Lake Erie offshore wind project runs out of steam as board pauses effort
Despite efforts the LEEDCo board announced a temporarily pause to the Icebreaker Wind project.
The nearly 15-year effort to bring the first freshwater offshore wind farm in North America to Cleveland has been officially “paused” by the Lake Erie Energy Development Corp. (LEEDCo) board of directors.
The board cited “years of delays and obstacles” as the reason, according to a statement issued Friday, Dec. 8.
In 2009, LEEDCo’s Icebreaker Wind project set out to construct six turbines about 8 miles off the coastline of downtown Cleveland as part of a pilot program that would have made it the country’s first freshwater wind farm.
LEEDCo board member Will Friedman, president of the Port of Cleveland, said in a statement that he is disappointed about the suspension of the project, adding the project permits are still active and he hopes it will get back on track in the future.
“This pause is necessitated by a confluence of adverse circumstances and numerous delays resulting in a financial climate where the project’s commercial viability is in question,” he said.
Friedman said LEEDCo’s board is open to the possibility of other developer-owners taking over the project.
As part of the pause, a U.S. Department of Energy’s Office (DOE) Energy Efficiency and Renewable Energy grant of $50 million will be remitted, as LEEDCo is unable to meet the development milestones.
The $173 million energy generation project faced numerous challenges over the years—from private lakeshore residents, state regulators and environmental groups—that Friedman said delayed the project’s timeline and had a chilling effect on financing.
Once constructed, Icebreaker was projected to produce 20 megawatts of clean power, create more than 500 jobs and provide $250 million in economic benefits for the region.
As one of the first of its kind, the project initially went through a nearly three-year environmental assessment regarding bird migration by the U.S. Environmental Protection Agency.
Despite a positive ruling by the EPA, in 2020 the American Bird Conservancy and Black Swamp Bird Observatory filed suit in federal court against the DOE, arguing the government had not properly regulated the environmental impacts of wind energy facilities.
In addition, the Ohio Power Siting Board (OPSB) enacted what LEEDCo called a “project-killing condition,” mandating that Icebreaker would have to cease operations from sunset to sunrise during the period from March 1 to Nov. 1 to protect migratory birds and bats.
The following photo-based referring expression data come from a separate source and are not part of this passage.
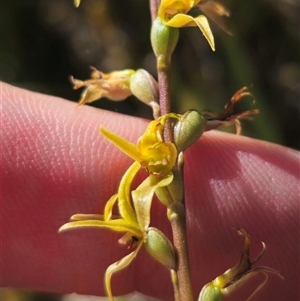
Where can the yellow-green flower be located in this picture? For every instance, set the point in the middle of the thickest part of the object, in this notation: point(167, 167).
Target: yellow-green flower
point(118, 85)
point(173, 13)
point(151, 151)
point(238, 275)
point(158, 157)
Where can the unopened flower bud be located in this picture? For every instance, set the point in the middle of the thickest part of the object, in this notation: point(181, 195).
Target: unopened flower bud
point(210, 293)
point(160, 248)
point(188, 129)
point(163, 38)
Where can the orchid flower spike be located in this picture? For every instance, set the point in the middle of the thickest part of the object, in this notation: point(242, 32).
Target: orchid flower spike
point(234, 277)
point(158, 157)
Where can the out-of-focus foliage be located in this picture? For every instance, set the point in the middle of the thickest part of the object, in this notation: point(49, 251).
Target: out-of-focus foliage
point(45, 41)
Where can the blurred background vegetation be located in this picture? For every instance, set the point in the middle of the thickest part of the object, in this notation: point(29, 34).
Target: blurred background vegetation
point(43, 42)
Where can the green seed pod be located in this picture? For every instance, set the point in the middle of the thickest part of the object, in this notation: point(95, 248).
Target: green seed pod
point(210, 292)
point(144, 86)
point(163, 38)
point(188, 129)
point(160, 248)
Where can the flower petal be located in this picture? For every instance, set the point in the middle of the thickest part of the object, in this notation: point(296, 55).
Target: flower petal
point(117, 225)
point(181, 20)
point(109, 206)
point(143, 195)
point(124, 197)
point(117, 266)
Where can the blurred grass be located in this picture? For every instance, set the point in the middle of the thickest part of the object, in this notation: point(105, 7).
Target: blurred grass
point(44, 41)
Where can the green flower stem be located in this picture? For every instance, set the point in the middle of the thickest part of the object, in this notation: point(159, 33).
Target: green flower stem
point(175, 285)
point(154, 5)
point(163, 74)
point(176, 216)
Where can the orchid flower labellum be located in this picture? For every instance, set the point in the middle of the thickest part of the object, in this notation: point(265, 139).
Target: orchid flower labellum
point(234, 277)
point(158, 157)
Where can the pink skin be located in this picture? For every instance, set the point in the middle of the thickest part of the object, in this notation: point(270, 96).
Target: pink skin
point(55, 164)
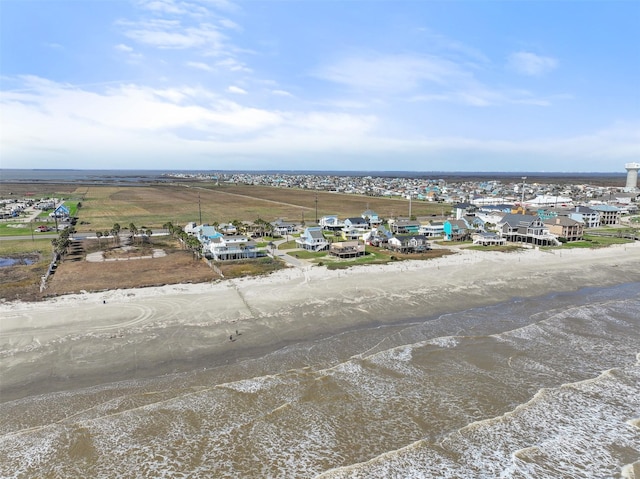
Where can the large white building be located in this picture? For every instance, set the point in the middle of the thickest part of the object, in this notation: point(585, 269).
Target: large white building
point(632, 177)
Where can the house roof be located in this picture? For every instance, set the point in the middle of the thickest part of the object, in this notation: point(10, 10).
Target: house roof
point(514, 219)
point(605, 208)
point(315, 233)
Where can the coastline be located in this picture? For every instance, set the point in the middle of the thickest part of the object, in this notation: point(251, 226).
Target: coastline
point(93, 339)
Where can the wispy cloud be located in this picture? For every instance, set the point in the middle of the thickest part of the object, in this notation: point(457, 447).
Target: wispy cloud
point(171, 34)
point(237, 90)
point(281, 93)
point(390, 73)
point(123, 48)
point(530, 64)
point(199, 66)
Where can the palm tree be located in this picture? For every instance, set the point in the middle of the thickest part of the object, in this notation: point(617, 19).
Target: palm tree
point(115, 231)
point(134, 231)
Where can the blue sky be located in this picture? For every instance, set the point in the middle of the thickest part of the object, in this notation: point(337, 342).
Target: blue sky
point(320, 85)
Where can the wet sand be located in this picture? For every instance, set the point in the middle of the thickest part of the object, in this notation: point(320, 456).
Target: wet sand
point(97, 338)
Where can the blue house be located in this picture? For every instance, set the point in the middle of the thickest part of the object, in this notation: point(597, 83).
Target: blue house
point(312, 239)
point(456, 230)
point(60, 212)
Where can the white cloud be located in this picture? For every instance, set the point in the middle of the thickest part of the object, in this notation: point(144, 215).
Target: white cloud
point(199, 66)
point(171, 34)
point(530, 64)
point(391, 73)
point(66, 124)
point(172, 7)
point(281, 93)
point(233, 65)
point(123, 48)
point(237, 90)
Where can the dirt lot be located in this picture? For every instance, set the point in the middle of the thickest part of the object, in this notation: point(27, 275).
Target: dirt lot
point(176, 267)
point(22, 281)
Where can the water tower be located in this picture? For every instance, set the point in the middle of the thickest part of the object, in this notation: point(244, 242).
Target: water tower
point(632, 177)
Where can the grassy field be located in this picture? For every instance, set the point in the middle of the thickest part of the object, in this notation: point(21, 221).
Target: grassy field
point(590, 241)
point(152, 206)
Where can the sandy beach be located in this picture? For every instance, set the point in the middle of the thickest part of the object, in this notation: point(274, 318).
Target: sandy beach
point(95, 338)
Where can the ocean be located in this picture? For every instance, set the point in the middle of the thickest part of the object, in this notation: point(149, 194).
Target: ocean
point(142, 176)
point(544, 387)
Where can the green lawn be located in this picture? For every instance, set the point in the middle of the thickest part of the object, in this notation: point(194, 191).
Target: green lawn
point(23, 229)
point(508, 248)
point(26, 246)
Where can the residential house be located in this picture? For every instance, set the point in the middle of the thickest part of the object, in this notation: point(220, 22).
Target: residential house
point(526, 229)
point(431, 229)
point(357, 223)
point(474, 223)
point(347, 249)
point(609, 215)
point(378, 236)
point(464, 209)
point(408, 243)
point(312, 239)
point(371, 217)
point(456, 230)
point(590, 217)
point(190, 228)
point(60, 212)
point(566, 228)
point(331, 222)
point(228, 228)
point(485, 238)
point(282, 227)
point(405, 226)
point(223, 248)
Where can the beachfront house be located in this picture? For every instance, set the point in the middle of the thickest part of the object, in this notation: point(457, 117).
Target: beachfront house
point(526, 229)
point(565, 228)
point(464, 209)
point(408, 243)
point(357, 222)
point(312, 239)
point(331, 222)
point(590, 217)
point(474, 223)
point(609, 215)
point(60, 212)
point(378, 236)
point(456, 230)
point(347, 249)
point(283, 228)
point(432, 228)
point(485, 238)
point(405, 226)
point(224, 248)
point(371, 217)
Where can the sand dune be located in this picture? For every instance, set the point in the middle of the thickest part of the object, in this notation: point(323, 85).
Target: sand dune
point(94, 338)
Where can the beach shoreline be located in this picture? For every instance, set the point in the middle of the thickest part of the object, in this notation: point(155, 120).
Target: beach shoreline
point(91, 339)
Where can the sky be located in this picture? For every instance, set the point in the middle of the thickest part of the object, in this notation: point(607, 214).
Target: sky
point(354, 85)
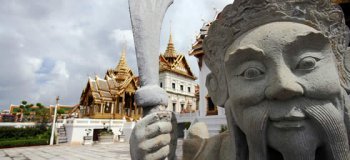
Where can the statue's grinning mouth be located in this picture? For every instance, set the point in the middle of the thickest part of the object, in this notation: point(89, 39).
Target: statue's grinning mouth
point(288, 124)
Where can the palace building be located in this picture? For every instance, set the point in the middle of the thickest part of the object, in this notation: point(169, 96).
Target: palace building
point(206, 105)
point(177, 79)
point(111, 97)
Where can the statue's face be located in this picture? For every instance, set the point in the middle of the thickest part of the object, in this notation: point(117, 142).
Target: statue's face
point(284, 89)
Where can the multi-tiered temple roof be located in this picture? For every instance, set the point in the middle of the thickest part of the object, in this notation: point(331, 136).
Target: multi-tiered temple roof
point(173, 62)
point(115, 82)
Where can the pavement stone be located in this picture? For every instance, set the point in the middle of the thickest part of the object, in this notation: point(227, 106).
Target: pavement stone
point(116, 151)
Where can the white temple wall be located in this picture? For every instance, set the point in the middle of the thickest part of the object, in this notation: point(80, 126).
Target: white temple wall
point(184, 95)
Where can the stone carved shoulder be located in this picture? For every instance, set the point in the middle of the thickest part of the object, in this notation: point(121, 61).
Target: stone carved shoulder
point(215, 148)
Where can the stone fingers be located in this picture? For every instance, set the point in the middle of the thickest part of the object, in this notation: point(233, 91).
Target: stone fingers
point(157, 129)
point(155, 143)
point(159, 154)
point(154, 117)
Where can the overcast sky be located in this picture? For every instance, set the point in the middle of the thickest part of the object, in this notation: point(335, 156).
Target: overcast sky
point(48, 48)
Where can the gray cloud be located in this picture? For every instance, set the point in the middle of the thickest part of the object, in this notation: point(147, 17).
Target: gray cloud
point(50, 47)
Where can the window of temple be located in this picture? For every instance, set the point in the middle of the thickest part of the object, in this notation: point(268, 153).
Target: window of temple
point(212, 109)
point(107, 107)
point(211, 106)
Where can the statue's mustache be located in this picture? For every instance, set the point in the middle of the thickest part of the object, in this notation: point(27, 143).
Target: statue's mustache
point(322, 113)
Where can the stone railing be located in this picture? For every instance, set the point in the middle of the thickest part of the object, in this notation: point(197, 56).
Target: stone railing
point(17, 124)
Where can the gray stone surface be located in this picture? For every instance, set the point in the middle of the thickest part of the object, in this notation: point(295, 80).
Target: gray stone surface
point(116, 151)
point(280, 69)
point(153, 137)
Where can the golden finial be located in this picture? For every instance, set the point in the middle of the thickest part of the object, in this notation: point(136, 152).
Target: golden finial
point(122, 65)
point(170, 51)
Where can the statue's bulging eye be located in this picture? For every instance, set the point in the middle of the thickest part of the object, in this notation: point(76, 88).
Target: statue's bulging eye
point(307, 63)
point(252, 73)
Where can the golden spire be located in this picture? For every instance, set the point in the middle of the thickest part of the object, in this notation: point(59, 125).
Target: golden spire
point(122, 62)
point(170, 51)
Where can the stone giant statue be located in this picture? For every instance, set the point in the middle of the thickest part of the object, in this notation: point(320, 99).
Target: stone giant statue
point(281, 70)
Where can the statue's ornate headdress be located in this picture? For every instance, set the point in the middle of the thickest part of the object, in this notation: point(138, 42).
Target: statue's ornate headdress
point(244, 15)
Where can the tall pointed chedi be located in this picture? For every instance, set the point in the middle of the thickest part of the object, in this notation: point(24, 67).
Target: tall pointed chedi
point(176, 77)
point(170, 52)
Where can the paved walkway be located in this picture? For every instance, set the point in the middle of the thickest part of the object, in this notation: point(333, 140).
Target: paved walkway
point(117, 151)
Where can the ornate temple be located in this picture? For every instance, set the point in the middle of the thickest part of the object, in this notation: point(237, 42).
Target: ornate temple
point(176, 77)
point(206, 105)
point(111, 97)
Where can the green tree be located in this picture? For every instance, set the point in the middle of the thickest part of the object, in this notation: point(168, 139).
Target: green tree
point(42, 114)
point(26, 109)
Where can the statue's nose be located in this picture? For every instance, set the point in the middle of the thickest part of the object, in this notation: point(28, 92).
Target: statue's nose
point(283, 85)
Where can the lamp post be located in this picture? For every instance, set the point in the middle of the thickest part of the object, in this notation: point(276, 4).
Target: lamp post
point(54, 121)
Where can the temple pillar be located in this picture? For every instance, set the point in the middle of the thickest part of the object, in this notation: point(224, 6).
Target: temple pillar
point(112, 108)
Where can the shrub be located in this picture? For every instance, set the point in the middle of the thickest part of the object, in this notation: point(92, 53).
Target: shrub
point(187, 125)
point(23, 142)
point(223, 128)
point(18, 133)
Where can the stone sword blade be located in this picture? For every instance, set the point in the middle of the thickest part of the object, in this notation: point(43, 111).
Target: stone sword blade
point(146, 19)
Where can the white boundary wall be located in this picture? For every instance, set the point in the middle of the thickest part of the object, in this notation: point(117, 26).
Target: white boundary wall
point(76, 128)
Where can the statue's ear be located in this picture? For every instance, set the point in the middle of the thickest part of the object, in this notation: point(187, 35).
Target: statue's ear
point(345, 75)
point(217, 88)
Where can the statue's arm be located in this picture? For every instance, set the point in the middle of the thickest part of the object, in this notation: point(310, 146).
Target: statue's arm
point(199, 146)
point(153, 137)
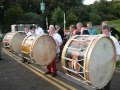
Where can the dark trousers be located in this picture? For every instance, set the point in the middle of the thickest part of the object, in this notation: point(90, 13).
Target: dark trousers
point(52, 67)
point(107, 87)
That ruling was in opposition to the U.S. Fish and Wildlife Service’s determination that the project posed “limited direct risk” to migratory birds.
The project also faced a lawsuit from two Bratenahl residents represented by attorneys bankrolled by Ohio coal producer Murray Energy Corp. The suit against the wind farm was heard by the Ohio Supreme Court, which eventually approved the wind farm permit in 2022 after years on the docket.
All of those delays led to “constrained economics for the project,” Friedman said. Coupled with higher interest rates, general inflation and “significantly increased capital costs, especially for materials like steel,” the offshore wind project became financially challenging.
LEEDCo’s private development partner, which was to construct and operate the project, ceased financial support for Icebreaker recently due to the numerous obstacles, according to the statement.
Ronn Richard, LEECCo board chair, said in a statement he continues to be optimistic about the creation of an offshore wind farm on Lake Erie “in his lifetime.”
“LEEDCo has conducted extensive, expert research about the environmental sustainability of offshore wind, laying the groundwork for future projects,” Richard said. “We have sparked a meaningful community conversation about the potential offshore wind can provide and the importance of renewable energy.”
Source: December 08, 2023 | Kim Palmer | crainscleveland.com
Opposition to wind farms – on land and offshore – continues to increase worldwide due to the numerous economic, environmental, health, and safety issues associated with them. Some world leaders have given up on wind projects altogether (along with other “green” projects) as have climate groups and developers.